We've built a tiny HDP 2.6 cluster on CentOS 7, having 3 nodes only. Each node serves a mixed role (is master and worker at the same time). The nodes are physical, each equipped with 12 HDD and 2 SSD disks. We use a very limited number of services (YARN, HDFS, RANGER, KNOX, HIVESERVER2 and SPARK).
On one hand we wanted to take advantage of the SSDs attached to each host but we wanted it easily to set up with minimal effort.
We finally decided to build a RAID10 (hardware raid controller used) group on both SSDs on each host and mount them as /hadoop (ext4). The goal was to store there the files which may benefit from improved IO. Of course HDFS data is stored on HDDs with no RAID etc.

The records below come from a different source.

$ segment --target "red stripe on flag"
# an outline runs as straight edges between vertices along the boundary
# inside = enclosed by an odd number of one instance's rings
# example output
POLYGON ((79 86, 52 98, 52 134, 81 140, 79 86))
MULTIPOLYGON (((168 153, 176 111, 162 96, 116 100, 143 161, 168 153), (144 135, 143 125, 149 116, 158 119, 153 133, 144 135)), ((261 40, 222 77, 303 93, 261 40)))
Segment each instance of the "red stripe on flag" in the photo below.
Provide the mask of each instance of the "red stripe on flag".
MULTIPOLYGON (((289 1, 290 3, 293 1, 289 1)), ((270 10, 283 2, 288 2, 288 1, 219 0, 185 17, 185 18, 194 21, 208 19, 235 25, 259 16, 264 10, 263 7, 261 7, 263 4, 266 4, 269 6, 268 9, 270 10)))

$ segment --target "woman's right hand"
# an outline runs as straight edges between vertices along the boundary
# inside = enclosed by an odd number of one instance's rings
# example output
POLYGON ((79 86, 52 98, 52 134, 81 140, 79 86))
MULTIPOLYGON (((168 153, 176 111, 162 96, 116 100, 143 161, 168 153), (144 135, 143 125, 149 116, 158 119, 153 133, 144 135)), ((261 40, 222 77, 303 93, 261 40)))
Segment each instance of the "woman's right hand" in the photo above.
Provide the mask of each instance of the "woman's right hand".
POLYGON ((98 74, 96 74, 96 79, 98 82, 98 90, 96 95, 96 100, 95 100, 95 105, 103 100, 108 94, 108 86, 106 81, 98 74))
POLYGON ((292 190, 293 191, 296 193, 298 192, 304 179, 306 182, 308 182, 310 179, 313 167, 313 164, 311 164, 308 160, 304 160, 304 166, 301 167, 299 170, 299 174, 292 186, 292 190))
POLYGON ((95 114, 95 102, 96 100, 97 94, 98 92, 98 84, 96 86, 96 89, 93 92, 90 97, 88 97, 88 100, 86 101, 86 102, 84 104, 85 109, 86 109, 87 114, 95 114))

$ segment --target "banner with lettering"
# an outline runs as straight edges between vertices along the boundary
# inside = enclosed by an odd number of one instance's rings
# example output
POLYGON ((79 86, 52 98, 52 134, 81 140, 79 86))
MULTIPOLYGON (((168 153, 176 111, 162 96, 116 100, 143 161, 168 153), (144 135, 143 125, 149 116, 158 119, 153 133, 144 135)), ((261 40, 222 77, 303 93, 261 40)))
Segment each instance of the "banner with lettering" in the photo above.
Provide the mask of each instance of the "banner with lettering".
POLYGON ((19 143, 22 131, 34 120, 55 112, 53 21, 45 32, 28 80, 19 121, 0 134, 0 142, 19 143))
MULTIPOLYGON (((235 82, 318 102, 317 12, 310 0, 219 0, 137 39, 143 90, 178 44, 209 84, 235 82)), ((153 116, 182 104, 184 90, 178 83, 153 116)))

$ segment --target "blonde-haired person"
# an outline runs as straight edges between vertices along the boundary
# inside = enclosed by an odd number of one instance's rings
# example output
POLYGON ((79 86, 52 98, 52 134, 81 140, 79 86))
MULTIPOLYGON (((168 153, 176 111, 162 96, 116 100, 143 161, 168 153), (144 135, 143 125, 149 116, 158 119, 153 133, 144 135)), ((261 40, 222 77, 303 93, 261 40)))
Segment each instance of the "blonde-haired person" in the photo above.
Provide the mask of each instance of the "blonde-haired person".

On /hadoop we currently store
the metadata RDBMS database (clustered mysql for ambari, hive metastore, ranger etc.)
journal node edits
namenode dir for edits and fsimage
yarn timeline DB (leveldb)
job history DB (leveldb)
Ambari Metrics DB (hbase - rootdir only)
Zookeeper data directory
Ambari Infra data (SolR data)
The cluster performs quite well. With such a setup we have protection (mirroring) for each type of the mentioned data and good IO performance.
Do you see any problem with such a setup?
Do you see some other good candidates to be placed on /hadoop backed by SSDs?
As /hadoop has raid level mirroring we use only one location for dfs.namenode.name.dir, so no data mirroring at the software level. Is that ok?